Client Details
The customer has an advertisement bidding platform used by the largest retail company in the world. They process ~1BN messages per day.
Context
InfraCloud team built a global Kafka messaging platform on top of Mesos. The messages were processed by a big data pipeline.
Challenges
- The platform infrastructure should be cloud-agnostic, and it should be possible to deploy the whole platform at the click of a button with four 9s availability.
- Designing and implementing a Kafka based message queue platform to handle a high volume of messages for ad bidding platform (~ 1Bn per day)
- Some solution components were to be integrated with the big data pipeline; the big data solution itself was out of scope for this project.
Solution
- For container orchestration, we evaluated Kubernetes and DCOS Mesos. Based on maturity at that point and the requirement, we chose Mesos DCOS (2015).
- We had done POCs on Kafka and related management tools for visibility and monitoring for the message queue.
- We evaluated Ansible and SaltStack platform automation. We chose Saltstack as a solution.

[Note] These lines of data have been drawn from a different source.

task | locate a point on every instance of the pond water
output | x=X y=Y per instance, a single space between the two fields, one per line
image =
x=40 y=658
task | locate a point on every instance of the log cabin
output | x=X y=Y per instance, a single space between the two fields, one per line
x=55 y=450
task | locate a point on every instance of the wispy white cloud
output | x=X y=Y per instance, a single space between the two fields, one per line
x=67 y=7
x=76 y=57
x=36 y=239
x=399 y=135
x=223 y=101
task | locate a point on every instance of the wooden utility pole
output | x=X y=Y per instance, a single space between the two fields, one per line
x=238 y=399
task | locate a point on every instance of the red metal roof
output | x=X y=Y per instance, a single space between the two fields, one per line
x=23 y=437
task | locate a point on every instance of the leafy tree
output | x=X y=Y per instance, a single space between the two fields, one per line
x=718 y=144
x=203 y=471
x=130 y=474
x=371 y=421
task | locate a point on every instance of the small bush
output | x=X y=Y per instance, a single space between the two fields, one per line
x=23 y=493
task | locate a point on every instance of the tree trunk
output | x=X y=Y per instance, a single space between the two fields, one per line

- The prototype phase aimed to find the technologies fit for the use case by building and testing at a prototype scale.

Solution - Infrastructure
- Cloud agnostic platform built with Saltstack & Mesos. Saltstack provisions the infra in any cloud and then sets up the Mesos cluster.
- On top of Mesos cluster services such as Kafka, ElasticSearch deployed using the DCOS framework. Application deployed as Dockerized containers using the Marathon framework.

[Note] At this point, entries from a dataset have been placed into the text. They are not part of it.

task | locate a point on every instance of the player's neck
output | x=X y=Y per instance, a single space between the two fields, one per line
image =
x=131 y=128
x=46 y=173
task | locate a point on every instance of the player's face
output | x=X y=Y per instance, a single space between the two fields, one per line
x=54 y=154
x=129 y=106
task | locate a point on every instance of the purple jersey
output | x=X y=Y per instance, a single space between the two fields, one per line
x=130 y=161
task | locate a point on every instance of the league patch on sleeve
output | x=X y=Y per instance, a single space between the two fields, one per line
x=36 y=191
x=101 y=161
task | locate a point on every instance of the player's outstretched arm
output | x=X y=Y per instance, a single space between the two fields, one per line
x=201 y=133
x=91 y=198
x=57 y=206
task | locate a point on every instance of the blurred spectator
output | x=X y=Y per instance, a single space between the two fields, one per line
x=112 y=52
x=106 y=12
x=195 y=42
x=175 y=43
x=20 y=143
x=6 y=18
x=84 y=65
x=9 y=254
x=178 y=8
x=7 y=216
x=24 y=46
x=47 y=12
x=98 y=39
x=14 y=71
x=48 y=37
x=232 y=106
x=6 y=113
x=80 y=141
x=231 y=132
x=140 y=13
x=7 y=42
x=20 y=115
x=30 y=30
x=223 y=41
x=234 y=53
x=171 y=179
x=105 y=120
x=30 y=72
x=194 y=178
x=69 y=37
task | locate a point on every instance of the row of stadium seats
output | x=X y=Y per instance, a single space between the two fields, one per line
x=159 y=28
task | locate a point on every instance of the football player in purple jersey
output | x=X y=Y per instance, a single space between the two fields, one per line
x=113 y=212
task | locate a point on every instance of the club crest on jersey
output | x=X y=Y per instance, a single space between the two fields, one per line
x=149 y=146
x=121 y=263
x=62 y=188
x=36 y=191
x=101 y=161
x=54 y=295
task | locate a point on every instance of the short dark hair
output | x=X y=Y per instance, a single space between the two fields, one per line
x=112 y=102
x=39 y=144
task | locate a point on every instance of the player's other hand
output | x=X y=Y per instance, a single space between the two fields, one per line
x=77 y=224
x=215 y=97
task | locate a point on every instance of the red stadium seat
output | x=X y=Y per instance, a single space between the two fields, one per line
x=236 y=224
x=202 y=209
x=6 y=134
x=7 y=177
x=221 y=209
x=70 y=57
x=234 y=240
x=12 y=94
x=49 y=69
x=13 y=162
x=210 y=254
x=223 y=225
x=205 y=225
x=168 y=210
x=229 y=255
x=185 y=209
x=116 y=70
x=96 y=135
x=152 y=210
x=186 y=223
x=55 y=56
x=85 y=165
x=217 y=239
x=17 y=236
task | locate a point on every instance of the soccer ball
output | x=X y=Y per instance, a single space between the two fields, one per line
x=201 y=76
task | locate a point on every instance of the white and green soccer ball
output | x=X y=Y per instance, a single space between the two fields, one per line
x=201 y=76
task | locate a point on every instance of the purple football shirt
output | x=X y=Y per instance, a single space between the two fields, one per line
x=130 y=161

- We replicated the Kafka cluster across availability zones (AZ) with the Kafka mirror.

Solution - Messaging Platform
- We designed regional Kafka clusters for separating incoming messages based on scale and demand. Regional Kafka clusters were closed to the edge in 7 regions globally.
- Central Kafka cluster for finally sending filtered messages to the data pipeline
- A replication factor of 3 at the Kafka cluster level for high redundancy.
- S3 persistence for future replay and backup.
- Kafkacat for immediately replaying failed messages, if any.
- We used Camus to convert Kafka messages to HDFS and used by Hadoop batch jobs and Spark jobs.